MEDIO SIGLO ENTRE PEONES
Así han pasado
su vida los socios del Club Argentino de Ajedrez, que festeja sus Bodas de Oro
con un Torneo Internacional.
POR
AMPELIO M. LIBERALI
Año 1905 en el
viejo Buenos Aires, todavía disfrazado de aldea. Un café, más allá un reñidero
de gallos, y a un paso, no más, el río, el Plata gigantesco, de cuyo ancho de
leguas llega un aire fresco anunciador del otoño reciente. Es abril y los
hombres que habitan el mundo romántico y feliz de principio de siglo viven una
existencia apacible, sin mayores preocupaciones, sin apuros innecesarios, sin
que el fantasma del reloj les haga apurar el ritmo de sus días.
La vida tiene
entonces otro sentido, El tiempo transcurre silenciosamente y la calma
pueblerina del Buenos Aires colonial es apenas turbada por algunas voces que el
entusiasmo ha desatado en el reñidero clandestino del viejo Bayoneta, en
Victoria y Buen Orden, hoy esquina de Hipólito y Bernardo de Irigoyen. Un
agente de policía que anduvo rondando por allí, ha escuchado aquellas voces
inconfundibles, como las que hoy se oyen desde lejos cuando hay un gol en una
cancha de fútbol… Las ha oído aquel agente que tiene su parada por allí cerca y
ha resuelto tomar la actitud que corresponde: se ha ido unas cuadras más abajo,
para ver si todo estaba normal en el viejo café del catalán Lloveras, en
Victoria entre Perú y Bolívar. Las riñas de gallos estaban prohibidas, pero
mientras las riñas fueran entre gallos, el agente miraba para otro lado.
Herman Pilniky
Miguel Najdorf,
dos valores contemporáneos,
ya están un poco en la historia
de
nuestro ajedrez.
|
-Buenas, don
Lloveras… ¿alguna novedad?- decía el agente con su vozarrón de pulpería,
aprestándose a matar el frío con un aguardiente.
Y cincuenta
miradas lo fulminaban. Eran los ajedrecistas que habían invadido el viejo
cafetín y con su silencio y su incomprensible meditación frente a un tablero le
estaban haciendo la vida imposible al viejo catalán. Hasta el agente se sentía
intimidado por aquellas miradas que los ajedrecistas le arrojaban como si
fueran piedras. Tomaban su copa, no la pagaba y se iba.

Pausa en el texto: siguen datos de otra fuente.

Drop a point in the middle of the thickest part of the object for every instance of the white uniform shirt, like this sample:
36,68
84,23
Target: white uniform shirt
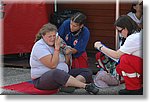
133,16
133,45
39,50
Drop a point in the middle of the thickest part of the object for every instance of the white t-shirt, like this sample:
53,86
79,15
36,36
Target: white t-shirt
133,16
39,50
133,45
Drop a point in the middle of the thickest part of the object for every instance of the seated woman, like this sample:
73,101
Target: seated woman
130,55
49,70
76,35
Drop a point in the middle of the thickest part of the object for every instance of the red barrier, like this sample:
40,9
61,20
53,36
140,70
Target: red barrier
21,24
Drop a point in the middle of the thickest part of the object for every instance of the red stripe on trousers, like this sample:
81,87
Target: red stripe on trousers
131,64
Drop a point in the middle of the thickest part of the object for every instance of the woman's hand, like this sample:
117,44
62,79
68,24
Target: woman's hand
57,42
98,44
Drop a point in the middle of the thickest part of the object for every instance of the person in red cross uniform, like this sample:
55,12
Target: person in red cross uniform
130,55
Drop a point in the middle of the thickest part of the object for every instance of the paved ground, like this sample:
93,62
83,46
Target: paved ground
17,75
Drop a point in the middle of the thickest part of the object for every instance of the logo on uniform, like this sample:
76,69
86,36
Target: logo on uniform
75,42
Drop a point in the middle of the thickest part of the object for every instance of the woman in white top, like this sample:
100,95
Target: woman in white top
49,70
130,55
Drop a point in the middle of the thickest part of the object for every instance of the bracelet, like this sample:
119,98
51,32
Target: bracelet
100,48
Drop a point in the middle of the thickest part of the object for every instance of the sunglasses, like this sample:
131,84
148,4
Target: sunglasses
120,30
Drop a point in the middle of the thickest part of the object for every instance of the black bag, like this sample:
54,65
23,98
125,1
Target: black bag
59,17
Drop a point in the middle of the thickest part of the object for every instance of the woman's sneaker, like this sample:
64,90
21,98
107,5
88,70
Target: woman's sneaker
91,89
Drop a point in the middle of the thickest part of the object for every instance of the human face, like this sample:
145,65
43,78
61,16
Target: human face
75,26
139,8
122,31
49,38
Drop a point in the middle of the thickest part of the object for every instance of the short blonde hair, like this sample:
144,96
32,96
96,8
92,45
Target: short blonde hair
45,28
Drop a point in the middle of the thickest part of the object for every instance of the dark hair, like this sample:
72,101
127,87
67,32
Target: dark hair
45,28
125,21
79,18
134,4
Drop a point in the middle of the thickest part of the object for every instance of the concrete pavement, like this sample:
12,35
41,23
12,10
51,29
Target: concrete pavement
17,75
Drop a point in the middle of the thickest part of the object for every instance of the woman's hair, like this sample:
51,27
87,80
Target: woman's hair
45,28
125,21
79,18
134,4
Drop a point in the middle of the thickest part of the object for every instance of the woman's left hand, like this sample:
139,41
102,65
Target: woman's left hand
97,44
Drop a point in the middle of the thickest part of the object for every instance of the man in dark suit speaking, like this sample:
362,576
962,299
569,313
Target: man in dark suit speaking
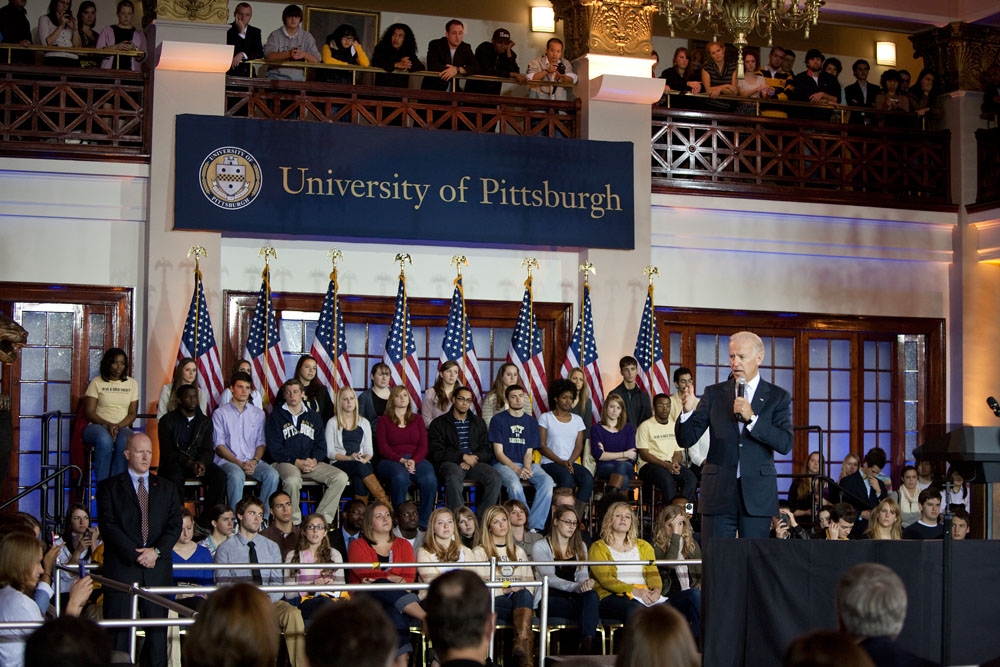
140,519
748,420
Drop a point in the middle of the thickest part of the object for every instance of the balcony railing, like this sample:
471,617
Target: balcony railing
781,158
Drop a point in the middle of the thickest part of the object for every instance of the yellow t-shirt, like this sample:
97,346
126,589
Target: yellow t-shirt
113,398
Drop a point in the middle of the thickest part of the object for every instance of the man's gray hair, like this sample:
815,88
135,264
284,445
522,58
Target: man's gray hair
871,602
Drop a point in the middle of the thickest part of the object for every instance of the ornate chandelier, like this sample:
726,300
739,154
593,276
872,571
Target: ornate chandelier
740,18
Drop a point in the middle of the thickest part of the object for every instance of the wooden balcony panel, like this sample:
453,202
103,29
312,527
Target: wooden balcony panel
732,155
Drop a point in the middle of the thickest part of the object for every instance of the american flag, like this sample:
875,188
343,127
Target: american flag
653,377
198,343
458,346
264,345
582,353
526,354
400,350
329,346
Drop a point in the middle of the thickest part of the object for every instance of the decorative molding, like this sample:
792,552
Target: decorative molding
959,53
612,27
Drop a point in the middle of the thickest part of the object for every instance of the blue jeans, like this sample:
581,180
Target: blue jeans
109,455
399,484
265,475
607,468
581,478
538,514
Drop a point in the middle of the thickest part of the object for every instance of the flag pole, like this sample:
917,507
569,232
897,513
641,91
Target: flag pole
531,263
267,252
458,261
334,256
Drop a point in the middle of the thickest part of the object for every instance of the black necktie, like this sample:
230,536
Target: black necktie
258,580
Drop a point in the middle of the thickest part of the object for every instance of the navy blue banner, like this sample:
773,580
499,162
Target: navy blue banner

Otra vez, en el
silencio de la noche, se oía, de cuando en cuando, apagados ecos de carambolas.
Para el dueño
del bar era mal negocio el ajedrez. Siempre lo fue. Los jugadores apenas
tomaban un café, y algunas veces ni lo toman. Los que miran de afuera hasta se
olvidan de pagar, cuando no de tomarlo. O lo dejan, porque cuando se acuerdan
ya está frío…
Y no sólo que
los ajedrecistas son malos clientes, eso sería un lastre inevitable en todo
negocio, sino que muchos de los que antes dejaban unos buenos pesos en el
billar o los naipes han sido absorbidos por el tablero y ya no gastan.
Y las cosas
empeoran a medida que pasa el tiempo. Una noche cae el ruso Abrahmson, teórico
del ajedrez y figura casi legendaria para estos novicios del café. El fuerte
jugador enseña, explica, resuelve problemas y los crea, imparte instrucciones y
hasta juega sin ver el tablero. La admiración que despierta su presencia es
fatal para don Lloveras, que día a día ve perder su principal fuente de sus
ingresos: la clientela que hasta entonces permanecía fiel a la mesa de tute
cabrero ya se está pasando al rincón de los ajedrecistas y se ha vuelto
silenciosa, taciturna, involuntariamente tacaña.
Y entonces
resuelve jugarse una carta: comienza a molestar a aquellos silenciosos
perturbadores de su economía y poco a poco los va echando de su casa. Les hace
servir el café sin la gota de coñac, pero los ajedrecistas ni se enteran. Los
hostiga, los corre, los molesta, hace ruido, hasta que un día sus clientes
deciden irse a otro lado.
Y sin
proponérselo, el viejo catalán le hace un bien inmenso al ajedrez, porque
aquellos resentidos clientes se alejan de su café y se unen a los aficionados
que en el Luzio, ya tenían pensado fundar un club. Y de esa afinidad de ideales
surge, el 17 de abril de 1905, el Club Argentino de Ajedrez. El mismo que cumple
ahora cincuenta años de vida fecunda.